Sensorimotor event-related desynchronization represents the excitability of human spinal motoneurons

- Event-related desynchronization (ERD) is known to reflect cortical excitability.
- We tested if ERD in electroencephalography reflects spinal excitability.
- Spinal excitability was assessed using the F-wave.
- Sensorimotor ERD was associated with an increase in F-wave persistence.
- This finding suggests that ERD is a biomarker representing spinal excitability.

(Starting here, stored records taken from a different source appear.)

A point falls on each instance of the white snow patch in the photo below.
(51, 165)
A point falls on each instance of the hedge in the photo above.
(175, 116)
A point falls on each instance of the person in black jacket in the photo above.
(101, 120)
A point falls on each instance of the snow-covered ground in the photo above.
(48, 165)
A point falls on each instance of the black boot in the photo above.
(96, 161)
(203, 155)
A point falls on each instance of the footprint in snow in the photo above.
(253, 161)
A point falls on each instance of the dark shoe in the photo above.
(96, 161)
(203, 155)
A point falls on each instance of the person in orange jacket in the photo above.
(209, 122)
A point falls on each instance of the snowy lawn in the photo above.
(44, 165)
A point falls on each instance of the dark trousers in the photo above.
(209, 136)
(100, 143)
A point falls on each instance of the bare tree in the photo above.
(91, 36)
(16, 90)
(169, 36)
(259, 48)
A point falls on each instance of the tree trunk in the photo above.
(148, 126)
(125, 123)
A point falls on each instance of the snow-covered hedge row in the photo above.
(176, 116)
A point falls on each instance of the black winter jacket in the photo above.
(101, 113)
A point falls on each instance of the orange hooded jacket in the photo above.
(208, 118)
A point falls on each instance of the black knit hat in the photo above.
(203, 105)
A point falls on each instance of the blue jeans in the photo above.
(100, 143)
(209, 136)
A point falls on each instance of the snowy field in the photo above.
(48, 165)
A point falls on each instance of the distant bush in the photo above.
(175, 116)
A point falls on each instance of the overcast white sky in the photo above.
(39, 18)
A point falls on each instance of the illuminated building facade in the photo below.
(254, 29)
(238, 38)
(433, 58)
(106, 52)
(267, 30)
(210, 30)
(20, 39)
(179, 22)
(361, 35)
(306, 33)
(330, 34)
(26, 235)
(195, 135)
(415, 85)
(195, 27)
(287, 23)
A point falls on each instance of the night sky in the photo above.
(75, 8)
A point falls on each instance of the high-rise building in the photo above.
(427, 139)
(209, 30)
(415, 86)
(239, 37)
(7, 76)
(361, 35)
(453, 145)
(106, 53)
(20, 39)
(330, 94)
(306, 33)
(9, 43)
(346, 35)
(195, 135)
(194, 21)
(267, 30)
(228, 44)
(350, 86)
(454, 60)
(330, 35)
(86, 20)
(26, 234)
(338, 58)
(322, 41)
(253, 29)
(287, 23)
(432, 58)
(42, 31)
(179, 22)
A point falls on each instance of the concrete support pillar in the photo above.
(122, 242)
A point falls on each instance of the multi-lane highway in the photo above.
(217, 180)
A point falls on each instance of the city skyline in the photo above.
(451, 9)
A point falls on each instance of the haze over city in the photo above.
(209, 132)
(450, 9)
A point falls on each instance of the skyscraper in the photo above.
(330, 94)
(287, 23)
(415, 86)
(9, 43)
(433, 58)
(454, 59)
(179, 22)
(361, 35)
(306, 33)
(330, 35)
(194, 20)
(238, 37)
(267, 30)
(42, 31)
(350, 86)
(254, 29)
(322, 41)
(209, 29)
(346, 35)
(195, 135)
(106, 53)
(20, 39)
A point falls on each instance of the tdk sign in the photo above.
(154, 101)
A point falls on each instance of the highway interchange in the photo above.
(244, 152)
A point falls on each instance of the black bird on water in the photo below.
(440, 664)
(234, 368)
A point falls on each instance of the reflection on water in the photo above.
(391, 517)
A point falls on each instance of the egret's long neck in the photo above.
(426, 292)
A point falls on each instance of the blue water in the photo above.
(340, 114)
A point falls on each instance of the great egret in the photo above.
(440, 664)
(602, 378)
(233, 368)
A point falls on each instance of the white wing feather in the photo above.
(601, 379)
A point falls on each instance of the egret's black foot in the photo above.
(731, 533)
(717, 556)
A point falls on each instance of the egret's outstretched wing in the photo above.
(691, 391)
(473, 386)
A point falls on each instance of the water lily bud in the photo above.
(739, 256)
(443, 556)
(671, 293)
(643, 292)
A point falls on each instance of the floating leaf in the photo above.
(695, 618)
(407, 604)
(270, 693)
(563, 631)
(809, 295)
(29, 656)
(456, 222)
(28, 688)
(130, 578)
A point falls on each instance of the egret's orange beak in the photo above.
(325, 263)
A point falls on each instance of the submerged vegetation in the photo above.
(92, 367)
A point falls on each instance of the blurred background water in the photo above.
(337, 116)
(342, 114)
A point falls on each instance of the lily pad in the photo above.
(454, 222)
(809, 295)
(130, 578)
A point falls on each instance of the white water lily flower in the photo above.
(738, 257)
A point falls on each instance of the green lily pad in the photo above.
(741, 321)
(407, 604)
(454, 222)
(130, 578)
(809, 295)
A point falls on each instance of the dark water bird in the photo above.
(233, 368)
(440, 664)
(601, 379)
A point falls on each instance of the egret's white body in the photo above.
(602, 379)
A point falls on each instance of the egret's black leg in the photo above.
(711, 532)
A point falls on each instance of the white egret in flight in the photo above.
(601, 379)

Amplitudes of mu and beta (7-26 Hz) oscillations measured by electroencephalography over the sensorimotor areas are suppressed during motor imagery as well as during voluntary movements. This phenomenon is referred to as event-related desynchronization (ERD) and is known to reflect motor cortical excitability. The increased motor cortical excitability associated with ERD during hand motor imagery would induce a descending cortical volley to spinal motoneurons, resulting in facilitation of spinal motoneuronal excitability. Therefore, in the present study, we tested the association of ERD during motor imagery with the excitability of spinal motoneurons in 15 healthy participants. Spinal excitability was tested using the F-wave recorded from the right abductor pollicis brevis muscle. The F-wave results from antidromic activation of spinal motoneurons and is induced by peripheral nerve stimulation. Participants performed 5 s of motor imagery of right thumb abduction following 7 s of rest. The right median nerve was stimulated at wrist level when the ERD magnitude of the contralateral hand sensorimotor area exceeded predetermined thresholds during motor imagery. The results showed ERD magnitude during hand motor imagery was associated with an increase in F-wave persistence, but not with the response average of F-wave amplitude or F-wave latency. These findings suggest that the ERD magnitude may be a biomarker representing increases in the excitability of both cortical and spinal levels.